Since then, the French envoy, Francis Gutmann, has been shuttling between Sana'a and Asmara with a draft agreement aimed at resolving the conflict. Egypt and Ethiopia have also been attempting to mediate.
Gutmann's plan envisages a two-stage solution, beginning with a formal end to hostilities - probably supervised by France - and followed by a six-month arbitration period to determine questions of sovereignty and maritime borders. Both sides have now agreed to arbitration and Yemen has dropped its demand for an Eritrean withdrawal before talks can start.

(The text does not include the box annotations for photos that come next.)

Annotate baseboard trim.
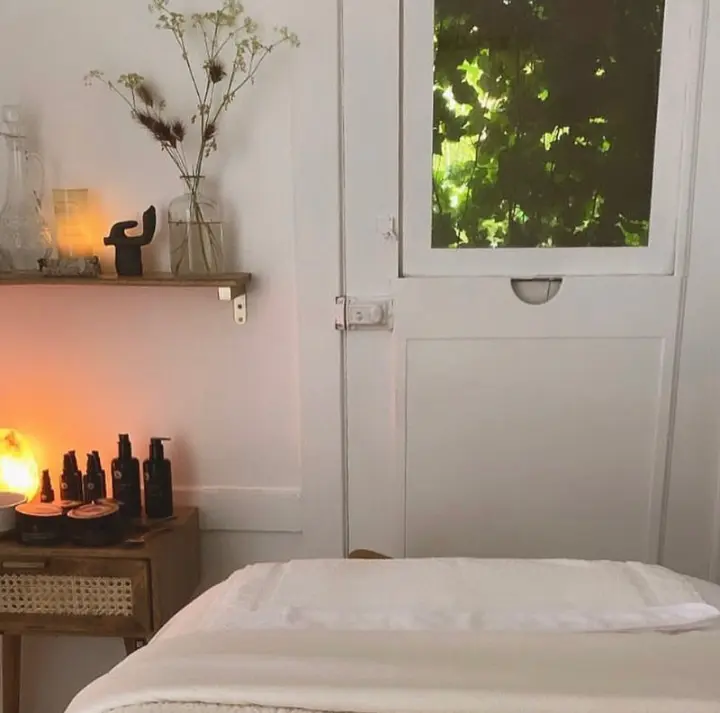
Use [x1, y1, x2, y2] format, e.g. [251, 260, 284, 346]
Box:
[175, 487, 302, 533]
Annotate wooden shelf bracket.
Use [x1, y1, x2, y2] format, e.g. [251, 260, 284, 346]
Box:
[218, 287, 247, 325]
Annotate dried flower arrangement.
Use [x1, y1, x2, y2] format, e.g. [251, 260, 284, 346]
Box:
[85, 0, 300, 273]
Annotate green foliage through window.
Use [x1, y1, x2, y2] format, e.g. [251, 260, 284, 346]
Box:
[434, 0, 664, 248]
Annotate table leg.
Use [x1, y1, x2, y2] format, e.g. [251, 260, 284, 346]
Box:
[123, 637, 147, 656]
[2, 634, 22, 713]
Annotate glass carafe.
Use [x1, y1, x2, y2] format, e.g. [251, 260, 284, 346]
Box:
[0, 106, 55, 272]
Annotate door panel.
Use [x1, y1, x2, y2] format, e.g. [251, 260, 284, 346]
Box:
[405, 338, 667, 560]
[343, 0, 705, 561]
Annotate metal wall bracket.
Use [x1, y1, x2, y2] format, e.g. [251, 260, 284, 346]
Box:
[218, 287, 247, 325]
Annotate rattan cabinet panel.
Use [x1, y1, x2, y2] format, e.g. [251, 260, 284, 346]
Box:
[0, 555, 153, 636]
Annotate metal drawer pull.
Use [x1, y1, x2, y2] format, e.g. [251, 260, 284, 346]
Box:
[0, 560, 47, 570]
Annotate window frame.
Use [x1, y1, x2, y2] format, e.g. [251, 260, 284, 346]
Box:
[399, 0, 707, 278]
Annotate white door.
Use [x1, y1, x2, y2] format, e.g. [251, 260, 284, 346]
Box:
[342, 0, 706, 561]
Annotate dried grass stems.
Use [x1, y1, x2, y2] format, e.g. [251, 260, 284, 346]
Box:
[85, 0, 300, 193]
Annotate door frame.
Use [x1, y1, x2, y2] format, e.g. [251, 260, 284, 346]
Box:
[288, 0, 347, 557]
[339, 0, 720, 579]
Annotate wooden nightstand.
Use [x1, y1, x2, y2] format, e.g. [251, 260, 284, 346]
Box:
[0, 508, 200, 713]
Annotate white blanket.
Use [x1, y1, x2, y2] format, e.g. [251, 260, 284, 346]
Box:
[68, 630, 720, 713]
[153, 558, 720, 639]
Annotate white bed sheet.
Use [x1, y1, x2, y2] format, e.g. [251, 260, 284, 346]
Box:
[68, 564, 720, 713]
[156, 559, 720, 639]
[68, 630, 720, 713]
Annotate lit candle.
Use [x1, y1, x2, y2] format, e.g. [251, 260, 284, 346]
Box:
[0, 429, 40, 500]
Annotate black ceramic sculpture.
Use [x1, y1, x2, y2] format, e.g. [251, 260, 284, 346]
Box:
[104, 205, 157, 277]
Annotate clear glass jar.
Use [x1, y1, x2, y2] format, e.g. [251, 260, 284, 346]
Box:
[0, 106, 56, 272]
[168, 176, 225, 275]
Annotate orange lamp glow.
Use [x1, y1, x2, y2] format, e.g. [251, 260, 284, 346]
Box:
[0, 428, 40, 500]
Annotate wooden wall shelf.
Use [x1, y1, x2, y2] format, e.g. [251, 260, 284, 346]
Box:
[0, 272, 252, 324]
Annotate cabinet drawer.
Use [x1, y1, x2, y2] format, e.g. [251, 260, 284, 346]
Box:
[0, 553, 152, 636]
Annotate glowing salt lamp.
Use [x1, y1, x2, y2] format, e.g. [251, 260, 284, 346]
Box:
[0, 428, 40, 500]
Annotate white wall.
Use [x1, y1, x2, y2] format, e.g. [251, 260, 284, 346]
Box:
[0, 0, 342, 713]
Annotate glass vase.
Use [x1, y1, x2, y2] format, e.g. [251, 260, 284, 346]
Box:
[168, 176, 225, 275]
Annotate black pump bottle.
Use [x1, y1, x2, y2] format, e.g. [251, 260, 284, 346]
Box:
[83, 453, 103, 503]
[112, 433, 142, 518]
[143, 438, 173, 519]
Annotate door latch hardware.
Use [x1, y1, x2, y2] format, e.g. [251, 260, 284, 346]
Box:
[335, 297, 393, 332]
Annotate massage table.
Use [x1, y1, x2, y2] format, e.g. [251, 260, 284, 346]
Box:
[67, 551, 720, 713]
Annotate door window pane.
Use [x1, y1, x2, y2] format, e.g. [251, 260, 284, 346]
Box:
[430, 0, 665, 248]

The main sticking-point is Eritrean insistence on prior agreement about "the nature of the dispute". This centres on whether the quarrel is about Greater Hanish itself or about the scattered archipelago of which the island is a part. Last week [Feb 21] the Cairo newspaper al-Ahram, which often represents Egyptian government views, cautioned Eritrea against an escalation of its territorial claims. Meanwhile the Eritrean government appeared to close the door on further French mediation by saying it had "produced no result whatsoever".

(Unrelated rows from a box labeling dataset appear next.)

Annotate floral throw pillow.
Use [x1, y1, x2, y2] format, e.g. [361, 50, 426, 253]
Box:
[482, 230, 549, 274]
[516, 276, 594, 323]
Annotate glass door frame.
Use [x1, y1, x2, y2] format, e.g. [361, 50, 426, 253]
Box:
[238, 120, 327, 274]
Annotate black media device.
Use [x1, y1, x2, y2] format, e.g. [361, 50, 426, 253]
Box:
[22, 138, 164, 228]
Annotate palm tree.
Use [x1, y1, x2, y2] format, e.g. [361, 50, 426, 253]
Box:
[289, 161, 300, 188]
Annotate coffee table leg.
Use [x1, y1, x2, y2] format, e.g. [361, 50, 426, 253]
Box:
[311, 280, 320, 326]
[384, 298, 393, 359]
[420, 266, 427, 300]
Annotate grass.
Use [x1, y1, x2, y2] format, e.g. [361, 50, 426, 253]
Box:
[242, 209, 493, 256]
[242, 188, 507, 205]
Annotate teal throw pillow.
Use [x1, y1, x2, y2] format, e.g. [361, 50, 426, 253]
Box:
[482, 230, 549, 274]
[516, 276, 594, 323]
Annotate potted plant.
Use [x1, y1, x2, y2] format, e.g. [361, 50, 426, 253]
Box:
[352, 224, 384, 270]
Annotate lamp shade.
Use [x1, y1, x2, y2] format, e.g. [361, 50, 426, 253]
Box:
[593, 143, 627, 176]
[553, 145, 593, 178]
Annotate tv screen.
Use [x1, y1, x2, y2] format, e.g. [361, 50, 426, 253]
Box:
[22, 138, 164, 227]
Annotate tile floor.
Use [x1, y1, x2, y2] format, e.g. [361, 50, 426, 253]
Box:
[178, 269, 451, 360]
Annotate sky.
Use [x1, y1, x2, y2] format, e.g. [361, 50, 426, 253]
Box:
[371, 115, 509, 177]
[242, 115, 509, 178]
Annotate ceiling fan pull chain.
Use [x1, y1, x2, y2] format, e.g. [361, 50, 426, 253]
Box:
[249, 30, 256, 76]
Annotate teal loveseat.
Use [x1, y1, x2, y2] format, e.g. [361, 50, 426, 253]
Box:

The apparent deadlock has created an opportunity for Israel to enter the diplomatic fray. It has close relations with Eritrea and may hold the key to a solution. Many Yemenis suspect that Israel initially encouraged the Eritrean attack with the intention of helping to resolve it later and extracting a price from Yemen - probably through Yemeni participation in the Middle East peace process (Middle East International 516). Apart from Israeli denials, subsequent events have done nothing to allay those suspicions.
Following the "non-meeting" between President Salih and Prime Minister Peres in Paris on January 10 (Middle East International 518) there have been reports of increasing Yemeni-Israeli contacts. On February 16, Israel Defence Forces radio claimed that a foreign ministry delegation had visited Yemen "several weeks ago" and that this was not the first such visit. Last Sunday [Feb 25], Abd al-Wahhab Darawshah, a member of the Knesset, arrived in Yemen with a message for President Salih from Mr Peres - becoming the first Israeli to visit Yemen openly. On the Eritrean side, President Afewerki has made at least one unscheduled trip to Israel.

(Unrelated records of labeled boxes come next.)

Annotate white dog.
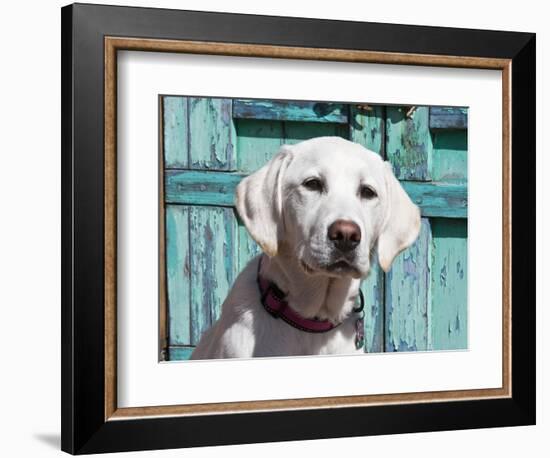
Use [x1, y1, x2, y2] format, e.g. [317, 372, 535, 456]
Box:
[191, 137, 420, 359]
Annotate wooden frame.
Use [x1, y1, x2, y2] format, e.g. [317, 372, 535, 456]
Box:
[62, 5, 535, 453]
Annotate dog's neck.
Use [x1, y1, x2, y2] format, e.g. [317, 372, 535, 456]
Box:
[260, 254, 360, 323]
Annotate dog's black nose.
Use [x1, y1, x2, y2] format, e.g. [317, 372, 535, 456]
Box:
[328, 219, 361, 251]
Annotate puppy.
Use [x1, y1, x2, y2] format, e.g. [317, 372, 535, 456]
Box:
[191, 137, 420, 359]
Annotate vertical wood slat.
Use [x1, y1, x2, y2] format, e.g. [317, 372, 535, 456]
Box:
[235, 119, 284, 173]
[386, 106, 433, 181]
[284, 122, 349, 145]
[361, 259, 385, 353]
[162, 96, 189, 169]
[432, 130, 468, 183]
[165, 205, 191, 345]
[429, 218, 468, 350]
[349, 105, 386, 158]
[189, 206, 237, 345]
[385, 218, 431, 351]
[188, 97, 235, 170]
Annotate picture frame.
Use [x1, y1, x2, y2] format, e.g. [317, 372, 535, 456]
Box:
[61, 4, 535, 454]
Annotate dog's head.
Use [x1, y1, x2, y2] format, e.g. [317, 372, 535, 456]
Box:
[236, 137, 420, 278]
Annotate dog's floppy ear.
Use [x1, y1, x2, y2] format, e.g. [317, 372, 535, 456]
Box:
[235, 145, 291, 256]
[378, 162, 420, 272]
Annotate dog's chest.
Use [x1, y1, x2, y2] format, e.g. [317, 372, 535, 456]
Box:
[254, 317, 363, 357]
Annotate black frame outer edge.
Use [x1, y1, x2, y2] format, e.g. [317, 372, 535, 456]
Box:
[61, 4, 535, 454]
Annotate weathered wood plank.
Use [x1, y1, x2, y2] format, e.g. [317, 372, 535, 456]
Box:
[162, 96, 189, 168]
[386, 106, 432, 181]
[284, 122, 349, 145]
[165, 170, 468, 218]
[430, 107, 468, 130]
[349, 105, 386, 157]
[189, 206, 237, 345]
[168, 345, 195, 361]
[401, 181, 468, 218]
[385, 218, 431, 351]
[429, 218, 468, 350]
[188, 97, 235, 170]
[361, 259, 384, 353]
[164, 170, 246, 206]
[166, 205, 191, 345]
[233, 99, 348, 124]
[235, 119, 284, 173]
[432, 130, 468, 182]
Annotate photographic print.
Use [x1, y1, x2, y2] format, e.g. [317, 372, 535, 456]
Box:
[159, 95, 468, 361]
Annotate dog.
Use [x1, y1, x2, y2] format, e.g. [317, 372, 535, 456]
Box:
[191, 137, 420, 359]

There are two likely reasons behind a Yemeni appeal to the Security Council. One may be to forestall or dilute attempts by Israel to interpose itself as a peace broker. The other may be to counter domestic pressure in Yemen for a military solution.
Many Yemenis regard the loss of Hanish as a matter of honour and expect the island to be recovered quickly. But in his 'Id al-Fitr broadcast, Salih ruled out the possibility of retaking the island by force and stressed the need for "calm, patience and wisdom".
With a navy consisting mainly of inshore patrol boats, there is no certainty that a Yemeni operation to retake Hanish would succeed. It would also conflict with Yemen's declared policy of settling all its border issues (most notably with Saudi Arabia) peacefully.
The danger for Salih would come if the Hanish dispute dragged on, with his strength as a leader called into question. Perhaps with this in mind, he recently launched a personal campaign against lax and corrupt government which, if it succeeds, could enhance his popularity.
During Ramadan he arrived, unannounced, at various government buildings and found them virtually deserted. According to the Yemen Times, he then closed the empty offices and took away the keys. Several civil servants have since been suspended and a number of military officers demoted.
The president is also said to have driven incognito from Aden to Sana'a to experience at first hand the bribes collected at wayside checkpoints.